In buona sostanza gli incidenti nucleari non possono essere
paragonati a quelli convenzionali: mentre questi ultimi sono
ristretti nello spazio e nel tempo, i primi non hanno limiti
né territoriali né temporali.
Ma anche in caso di funzionamento normale, ricerche effettuate
nei confronti degli abitanti prossimi ad alcune centrali (come
quella di Big Rock Point negli USA) hanno evidenziato una
percentuale ben più alta di quella nazionale riguardo
i deceduti per leucemia o la nascita di bambini portatori
di anomalie fisiche o celebrali.
C’è ancora un altro aspetto che generalmente
viene sottovalutato ed è quello riguardante la loro
convenienza economica.
Innanzitutto il sistema ‘nucleare’ è un
sistema assolutamente rigido: una centrale infatti per funzionare
efficientemente deve essere operativa all’85% della
sua capacità per i suoi 50-60 anni di vita. Il che
vuol dire che non si può mai fermare o lavorare al
di sotto di quel valore: in caso di diminuizione della domanda
di energia la centrale deve continuare a produrre e dovranno
essere le altri fonti ad adeguarsi. Ma questo è possibile
in regime di concorrenza?
Una nuova campagna
Un secondo problema investe i costi. Nel bilancio di una
centrale, il combustibile ha un peso del 5%, il restante 95%
è dovuto ai costi di costruzione. Se ne deduce che
se per le altre fonti è il prezzo del combustibile
che ne determina la convenienza, nelle centrali sono i tassi
di interesse sui mutui accesi a farla da padrone. Ciò
vuol dire che per affrontare una spesa del genere l’energia
prodotta deve essere competitiva per qualche decennio con
quella prodotta da altre fonti per poter rimborsare il debito.
Ma in un mercato instabile come quello dominato dalle logiche
del capitalismo non vi sono sicurezze.
Se in Finlandia si possono permettere la costruzione di una
centrale è perché, oltre a contare sui finanziamenti
per i paesi in via di sviluppo, prezzo e mercato sono garantiti
in partenza: i clienti sono gli stessi azionisti; mentre in
Francia se ne può mettere in cantiere un’altra
perché il settore energetico è in regime di
monopolio e può scaricare i costi sulla bolletta dei
cittadini. Dove c’è concorrenza le centrali potrebbero
andare in rosso come in Gran Bretagna nel 2002 dove Blair
dovette intervenire per salvare British Energy (la holding
delle centrali inglesi) dalla bancarotta.
Un terzo problema riguarda i tempi. Per costruire una centrale
ci vogliono dai 10 ai 15 anni.
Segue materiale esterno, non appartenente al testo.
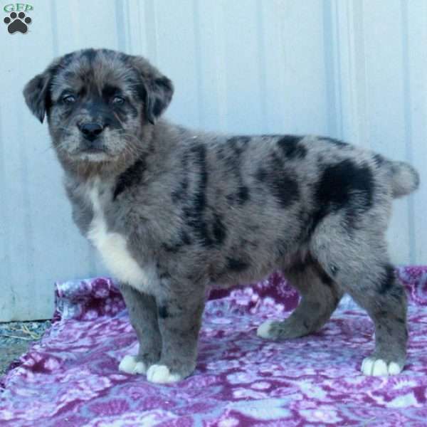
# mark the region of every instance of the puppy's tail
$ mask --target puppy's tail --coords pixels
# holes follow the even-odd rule
[[[393,197],[397,199],[418,189],[420,184],[418,173],[408,163],[404,162],[386,162],[391,174]]]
Se si parte ora che scenario
energetico globale ci sarà allora? E poi le riserve
d’uranio sarebbero sufficienti? L’Agenzia ONU
per l’energia atomica, nel suo rapporto del 2001, valutava
in 35 anni la riserva di uranio fissile, al consumo di allora.
Domande alle quali non ci può essere risposta e che
spiega perché negli Stati Uniti ed in Europa la questione
nucleare è stata ridimensionata negli ultimi anni,
perlomeno fino ad ora.
Sicuramente non secondari sono poi i problemi legati alla
militarizzazione del territorio ove è situata la centrale
per difenderla da attacchi terroristici di qualsiasi tipo
e alla necessità di stabilizzazione della politica
energetica, visti i tempi lunghi della filiera nucleare che
necessitano di stabilità sociale e di ordine gerarchico.
Se già in Italia solo per impedire lo stivaggio di
scorie radioattive delle vecchie centrali in disuso abbiamo
avuto una rivolta popolare a Scansano Ionico, quali misure
poliziesche dovranno essere prese per costringere le popolazioni
ad accettare nuove centrali? Non è sicuramente un caso
se Berlusconi, quando ancora era premier, sollecitò
l’Unione Europea a farsi carico dell’imposizione
di una nuova politica nucleare in grado di scavalcare i singoli
governi nazionali, incapaci di fare fronte alle prevedibili
proteste delle popolazioni. Recentemente è stato Chicco
Testa, ex presidente dell’Enel, a sostenere ‘l’incapacità
del paese, con questo quadro istituzionale, di decidere su
problemi strutturalmente complessi’ come il nucleare.
Quello che è certo è che nei prossimi mesi assisteremo
ad una nuova campagna per convincerci della bontà della
soluzione nucleare, una campagna altamente inquinata dagli
interessi degli attori in campo e nella quale sarà
importante avere le idee ben chiare per contribuire ad una
chiara definizione del problema energetico.